A project closely related to that is a makeover of the parking lot at Washington Avenue and Elm Street. The space, which lies within the Big H, would be turned into a combination public plaza and parking lot. Cost is estimated at $75,000.

Beginning last year, the commission identified some 17 possible urban renewal projects, including nine that came in following a solicited call for projects in December.

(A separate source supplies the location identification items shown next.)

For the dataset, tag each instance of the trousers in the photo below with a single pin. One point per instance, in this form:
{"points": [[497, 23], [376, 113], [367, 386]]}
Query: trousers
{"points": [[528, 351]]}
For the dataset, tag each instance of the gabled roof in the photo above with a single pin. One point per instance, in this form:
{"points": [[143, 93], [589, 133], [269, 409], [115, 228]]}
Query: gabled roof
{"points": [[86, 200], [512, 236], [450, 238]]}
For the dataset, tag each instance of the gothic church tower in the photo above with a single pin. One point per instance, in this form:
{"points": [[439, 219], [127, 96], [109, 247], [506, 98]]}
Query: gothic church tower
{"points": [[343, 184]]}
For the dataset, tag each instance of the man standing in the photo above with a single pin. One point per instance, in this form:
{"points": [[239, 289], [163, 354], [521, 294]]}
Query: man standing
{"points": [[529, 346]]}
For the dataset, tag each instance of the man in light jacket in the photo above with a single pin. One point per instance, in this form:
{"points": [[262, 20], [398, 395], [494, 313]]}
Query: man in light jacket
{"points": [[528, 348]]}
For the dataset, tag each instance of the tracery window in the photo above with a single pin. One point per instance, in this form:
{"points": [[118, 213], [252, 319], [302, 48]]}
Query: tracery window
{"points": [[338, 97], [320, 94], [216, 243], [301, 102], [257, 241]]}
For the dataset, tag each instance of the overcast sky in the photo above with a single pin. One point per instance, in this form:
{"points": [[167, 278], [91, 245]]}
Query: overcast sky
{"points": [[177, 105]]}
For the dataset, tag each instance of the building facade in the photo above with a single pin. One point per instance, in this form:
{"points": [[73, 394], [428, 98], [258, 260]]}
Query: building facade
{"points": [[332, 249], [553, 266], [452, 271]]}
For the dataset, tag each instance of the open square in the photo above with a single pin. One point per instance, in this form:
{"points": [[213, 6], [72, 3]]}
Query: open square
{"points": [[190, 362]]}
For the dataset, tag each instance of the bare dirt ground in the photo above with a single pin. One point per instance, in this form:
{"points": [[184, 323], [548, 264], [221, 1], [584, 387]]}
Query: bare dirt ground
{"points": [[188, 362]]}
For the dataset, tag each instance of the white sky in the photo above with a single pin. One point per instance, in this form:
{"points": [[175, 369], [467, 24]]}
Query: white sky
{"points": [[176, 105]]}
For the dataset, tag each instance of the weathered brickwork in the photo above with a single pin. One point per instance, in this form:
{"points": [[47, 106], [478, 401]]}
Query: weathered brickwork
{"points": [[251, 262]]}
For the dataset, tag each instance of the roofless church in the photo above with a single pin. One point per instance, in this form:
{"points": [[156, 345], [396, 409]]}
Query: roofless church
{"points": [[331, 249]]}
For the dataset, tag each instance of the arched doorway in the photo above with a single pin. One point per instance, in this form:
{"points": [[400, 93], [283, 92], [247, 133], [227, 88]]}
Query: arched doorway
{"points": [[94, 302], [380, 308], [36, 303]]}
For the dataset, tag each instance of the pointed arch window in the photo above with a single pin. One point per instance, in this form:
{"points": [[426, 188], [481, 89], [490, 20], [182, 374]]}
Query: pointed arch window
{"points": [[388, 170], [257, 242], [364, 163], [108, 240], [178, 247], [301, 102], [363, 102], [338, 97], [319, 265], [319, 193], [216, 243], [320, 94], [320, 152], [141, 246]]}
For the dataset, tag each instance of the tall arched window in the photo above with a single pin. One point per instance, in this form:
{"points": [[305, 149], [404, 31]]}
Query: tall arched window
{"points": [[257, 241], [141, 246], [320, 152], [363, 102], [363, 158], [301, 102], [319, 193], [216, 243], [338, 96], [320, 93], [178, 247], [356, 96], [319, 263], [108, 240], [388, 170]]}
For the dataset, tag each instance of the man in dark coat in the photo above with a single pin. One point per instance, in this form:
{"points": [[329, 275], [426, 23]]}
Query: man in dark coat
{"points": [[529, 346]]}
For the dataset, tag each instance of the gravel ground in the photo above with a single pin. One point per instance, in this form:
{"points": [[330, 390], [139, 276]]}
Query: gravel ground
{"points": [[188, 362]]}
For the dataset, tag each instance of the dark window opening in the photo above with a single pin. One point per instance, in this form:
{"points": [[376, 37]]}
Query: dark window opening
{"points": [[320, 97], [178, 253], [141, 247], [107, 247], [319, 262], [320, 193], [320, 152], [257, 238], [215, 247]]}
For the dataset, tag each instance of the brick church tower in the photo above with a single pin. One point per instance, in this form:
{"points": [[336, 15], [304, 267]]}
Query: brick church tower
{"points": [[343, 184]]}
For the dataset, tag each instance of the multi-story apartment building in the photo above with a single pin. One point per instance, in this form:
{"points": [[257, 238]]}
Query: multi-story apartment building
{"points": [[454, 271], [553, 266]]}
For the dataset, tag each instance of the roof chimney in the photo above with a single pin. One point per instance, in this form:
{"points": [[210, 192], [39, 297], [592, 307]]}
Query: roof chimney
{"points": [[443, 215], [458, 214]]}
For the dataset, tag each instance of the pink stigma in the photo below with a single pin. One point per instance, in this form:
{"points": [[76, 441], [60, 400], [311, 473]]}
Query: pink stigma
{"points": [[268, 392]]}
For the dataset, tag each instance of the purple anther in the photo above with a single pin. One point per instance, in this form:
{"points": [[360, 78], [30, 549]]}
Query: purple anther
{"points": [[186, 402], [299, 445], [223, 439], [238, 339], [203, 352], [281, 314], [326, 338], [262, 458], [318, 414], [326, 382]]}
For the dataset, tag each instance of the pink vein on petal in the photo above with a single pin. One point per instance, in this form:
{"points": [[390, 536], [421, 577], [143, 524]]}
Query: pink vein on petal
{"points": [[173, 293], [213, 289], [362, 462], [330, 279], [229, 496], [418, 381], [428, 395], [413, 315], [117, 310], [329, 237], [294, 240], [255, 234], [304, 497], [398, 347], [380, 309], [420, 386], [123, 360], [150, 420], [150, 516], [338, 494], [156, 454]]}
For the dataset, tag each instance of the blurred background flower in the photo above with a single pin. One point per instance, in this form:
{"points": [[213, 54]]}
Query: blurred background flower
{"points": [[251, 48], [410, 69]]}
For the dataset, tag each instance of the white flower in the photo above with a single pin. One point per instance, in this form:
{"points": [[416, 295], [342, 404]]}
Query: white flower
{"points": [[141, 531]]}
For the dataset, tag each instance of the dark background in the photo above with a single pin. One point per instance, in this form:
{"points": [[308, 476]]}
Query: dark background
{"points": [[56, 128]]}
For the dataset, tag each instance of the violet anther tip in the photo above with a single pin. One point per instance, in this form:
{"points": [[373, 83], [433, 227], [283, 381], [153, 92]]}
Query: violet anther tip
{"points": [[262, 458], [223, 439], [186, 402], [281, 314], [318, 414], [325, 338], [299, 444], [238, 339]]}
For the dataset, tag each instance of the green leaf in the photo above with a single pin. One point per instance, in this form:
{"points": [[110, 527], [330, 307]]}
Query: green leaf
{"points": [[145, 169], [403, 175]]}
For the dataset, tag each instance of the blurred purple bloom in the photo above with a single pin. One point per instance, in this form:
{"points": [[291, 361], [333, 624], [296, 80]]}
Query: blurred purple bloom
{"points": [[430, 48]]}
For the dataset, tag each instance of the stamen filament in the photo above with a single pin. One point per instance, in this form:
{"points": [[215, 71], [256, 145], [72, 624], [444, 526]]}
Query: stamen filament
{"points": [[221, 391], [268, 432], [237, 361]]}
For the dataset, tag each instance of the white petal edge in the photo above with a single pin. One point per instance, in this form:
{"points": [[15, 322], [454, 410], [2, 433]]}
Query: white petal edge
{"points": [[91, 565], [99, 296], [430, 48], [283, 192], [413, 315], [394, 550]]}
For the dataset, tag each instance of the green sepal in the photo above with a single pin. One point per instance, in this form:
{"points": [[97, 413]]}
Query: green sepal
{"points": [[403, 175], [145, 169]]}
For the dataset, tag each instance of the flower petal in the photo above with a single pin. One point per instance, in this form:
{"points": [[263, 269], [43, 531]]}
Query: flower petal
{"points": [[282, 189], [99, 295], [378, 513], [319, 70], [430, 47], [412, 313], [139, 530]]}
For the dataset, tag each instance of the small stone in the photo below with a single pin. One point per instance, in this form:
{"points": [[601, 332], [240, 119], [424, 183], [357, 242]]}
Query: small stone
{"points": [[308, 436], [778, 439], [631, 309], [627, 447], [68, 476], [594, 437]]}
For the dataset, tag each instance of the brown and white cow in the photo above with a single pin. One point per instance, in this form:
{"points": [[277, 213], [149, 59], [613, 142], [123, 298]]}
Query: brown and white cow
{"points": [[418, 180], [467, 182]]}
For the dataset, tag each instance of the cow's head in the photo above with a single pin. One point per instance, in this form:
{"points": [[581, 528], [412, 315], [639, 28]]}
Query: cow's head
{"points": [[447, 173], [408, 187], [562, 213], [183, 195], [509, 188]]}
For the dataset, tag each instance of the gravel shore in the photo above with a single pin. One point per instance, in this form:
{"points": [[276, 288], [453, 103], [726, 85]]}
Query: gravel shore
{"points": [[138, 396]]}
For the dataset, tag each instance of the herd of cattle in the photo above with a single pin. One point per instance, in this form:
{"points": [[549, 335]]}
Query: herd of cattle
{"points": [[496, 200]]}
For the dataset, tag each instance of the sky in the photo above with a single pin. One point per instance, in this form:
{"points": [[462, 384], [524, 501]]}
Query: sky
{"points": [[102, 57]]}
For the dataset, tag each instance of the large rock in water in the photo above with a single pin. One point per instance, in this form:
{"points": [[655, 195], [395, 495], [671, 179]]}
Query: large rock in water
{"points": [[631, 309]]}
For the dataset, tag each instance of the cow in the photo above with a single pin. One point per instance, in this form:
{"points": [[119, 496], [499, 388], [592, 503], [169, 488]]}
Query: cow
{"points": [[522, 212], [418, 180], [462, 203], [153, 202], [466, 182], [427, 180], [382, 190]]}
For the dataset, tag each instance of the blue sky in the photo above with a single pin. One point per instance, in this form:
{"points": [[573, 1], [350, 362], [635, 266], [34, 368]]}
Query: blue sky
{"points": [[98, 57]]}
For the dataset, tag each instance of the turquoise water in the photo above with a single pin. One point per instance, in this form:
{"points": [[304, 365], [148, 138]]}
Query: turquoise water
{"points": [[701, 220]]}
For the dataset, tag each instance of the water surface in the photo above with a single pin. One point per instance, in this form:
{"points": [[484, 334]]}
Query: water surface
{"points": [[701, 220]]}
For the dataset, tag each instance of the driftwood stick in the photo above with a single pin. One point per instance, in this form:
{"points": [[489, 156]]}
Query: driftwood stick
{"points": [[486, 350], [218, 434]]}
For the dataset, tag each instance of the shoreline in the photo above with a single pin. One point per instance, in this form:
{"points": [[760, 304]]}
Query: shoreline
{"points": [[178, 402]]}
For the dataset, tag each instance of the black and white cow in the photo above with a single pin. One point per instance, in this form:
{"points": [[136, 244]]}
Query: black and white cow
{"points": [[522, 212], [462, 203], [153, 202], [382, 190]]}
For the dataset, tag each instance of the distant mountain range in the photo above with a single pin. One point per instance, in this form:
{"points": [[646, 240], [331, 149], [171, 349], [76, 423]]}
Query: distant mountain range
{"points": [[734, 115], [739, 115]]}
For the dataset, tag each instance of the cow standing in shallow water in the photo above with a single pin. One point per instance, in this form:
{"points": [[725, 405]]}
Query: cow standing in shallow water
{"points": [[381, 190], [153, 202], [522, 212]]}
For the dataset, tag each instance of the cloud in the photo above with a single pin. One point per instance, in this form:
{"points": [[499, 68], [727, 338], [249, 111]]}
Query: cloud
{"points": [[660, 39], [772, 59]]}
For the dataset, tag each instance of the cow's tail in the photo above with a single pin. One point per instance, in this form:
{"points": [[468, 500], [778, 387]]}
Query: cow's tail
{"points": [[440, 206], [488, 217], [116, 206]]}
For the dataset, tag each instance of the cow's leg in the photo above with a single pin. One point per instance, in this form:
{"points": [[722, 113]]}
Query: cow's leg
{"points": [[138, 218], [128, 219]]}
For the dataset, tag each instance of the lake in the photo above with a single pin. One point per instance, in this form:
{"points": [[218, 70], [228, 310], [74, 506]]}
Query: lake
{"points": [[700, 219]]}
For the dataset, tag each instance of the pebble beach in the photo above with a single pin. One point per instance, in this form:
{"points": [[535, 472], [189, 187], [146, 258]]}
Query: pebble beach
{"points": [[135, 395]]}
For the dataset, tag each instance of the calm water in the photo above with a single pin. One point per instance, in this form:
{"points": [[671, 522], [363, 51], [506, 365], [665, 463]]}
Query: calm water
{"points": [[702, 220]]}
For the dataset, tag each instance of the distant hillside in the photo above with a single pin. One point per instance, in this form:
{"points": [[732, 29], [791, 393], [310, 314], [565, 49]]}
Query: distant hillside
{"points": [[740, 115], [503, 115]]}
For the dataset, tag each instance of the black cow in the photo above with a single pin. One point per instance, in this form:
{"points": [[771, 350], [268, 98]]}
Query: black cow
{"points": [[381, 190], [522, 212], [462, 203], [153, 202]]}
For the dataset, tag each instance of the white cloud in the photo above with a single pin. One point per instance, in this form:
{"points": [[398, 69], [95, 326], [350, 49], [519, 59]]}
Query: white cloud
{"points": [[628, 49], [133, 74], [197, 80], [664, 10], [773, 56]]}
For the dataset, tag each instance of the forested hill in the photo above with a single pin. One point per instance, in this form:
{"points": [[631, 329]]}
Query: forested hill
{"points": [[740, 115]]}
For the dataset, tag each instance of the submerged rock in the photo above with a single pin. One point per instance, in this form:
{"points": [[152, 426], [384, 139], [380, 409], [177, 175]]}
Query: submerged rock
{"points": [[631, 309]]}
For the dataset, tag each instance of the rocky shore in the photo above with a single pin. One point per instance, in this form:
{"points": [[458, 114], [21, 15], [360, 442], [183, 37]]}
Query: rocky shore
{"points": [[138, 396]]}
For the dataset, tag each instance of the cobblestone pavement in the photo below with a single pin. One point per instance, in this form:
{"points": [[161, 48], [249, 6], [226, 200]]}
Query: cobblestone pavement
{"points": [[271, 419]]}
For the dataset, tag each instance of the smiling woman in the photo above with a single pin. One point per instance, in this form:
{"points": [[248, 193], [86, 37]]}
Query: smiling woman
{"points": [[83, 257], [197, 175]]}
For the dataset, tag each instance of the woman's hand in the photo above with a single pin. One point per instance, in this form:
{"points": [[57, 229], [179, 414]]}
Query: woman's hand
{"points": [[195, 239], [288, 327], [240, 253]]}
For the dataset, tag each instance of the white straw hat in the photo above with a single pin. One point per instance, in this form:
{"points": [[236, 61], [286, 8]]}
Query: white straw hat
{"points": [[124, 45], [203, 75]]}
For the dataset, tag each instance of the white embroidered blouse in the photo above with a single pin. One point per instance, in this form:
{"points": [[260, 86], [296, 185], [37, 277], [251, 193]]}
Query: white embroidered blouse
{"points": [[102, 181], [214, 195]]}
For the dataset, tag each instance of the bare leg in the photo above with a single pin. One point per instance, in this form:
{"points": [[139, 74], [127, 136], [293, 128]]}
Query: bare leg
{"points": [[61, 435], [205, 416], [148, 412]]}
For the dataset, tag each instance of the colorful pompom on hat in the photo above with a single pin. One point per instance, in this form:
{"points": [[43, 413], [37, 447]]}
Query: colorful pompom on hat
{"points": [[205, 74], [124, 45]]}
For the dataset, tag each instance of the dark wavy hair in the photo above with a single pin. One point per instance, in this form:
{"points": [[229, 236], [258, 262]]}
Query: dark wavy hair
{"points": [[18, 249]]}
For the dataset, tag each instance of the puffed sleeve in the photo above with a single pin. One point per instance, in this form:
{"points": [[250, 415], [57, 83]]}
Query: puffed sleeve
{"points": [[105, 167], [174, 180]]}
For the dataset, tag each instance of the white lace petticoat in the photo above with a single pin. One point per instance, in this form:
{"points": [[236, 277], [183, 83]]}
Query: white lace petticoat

Some of the projects on the list were deemed not ready for consideration. Others were recommended for funding but for lower amounts than requested. Still others were not recommended for funding at all.

Other projects rated high by the commission are interior improvements for the Maridell Center at 1124 Washington Ave., a remodel for the building at 1517-1525 Jefferson Ave. owned by Peter and Marilyn Fallow, and an expansion of Bud Jackson’s Sports Bar.

At an agency work session March 14, eligible applicants will have the chance to make presentations on their projects.

The agency may make some final funding decisions during its meeting March 16.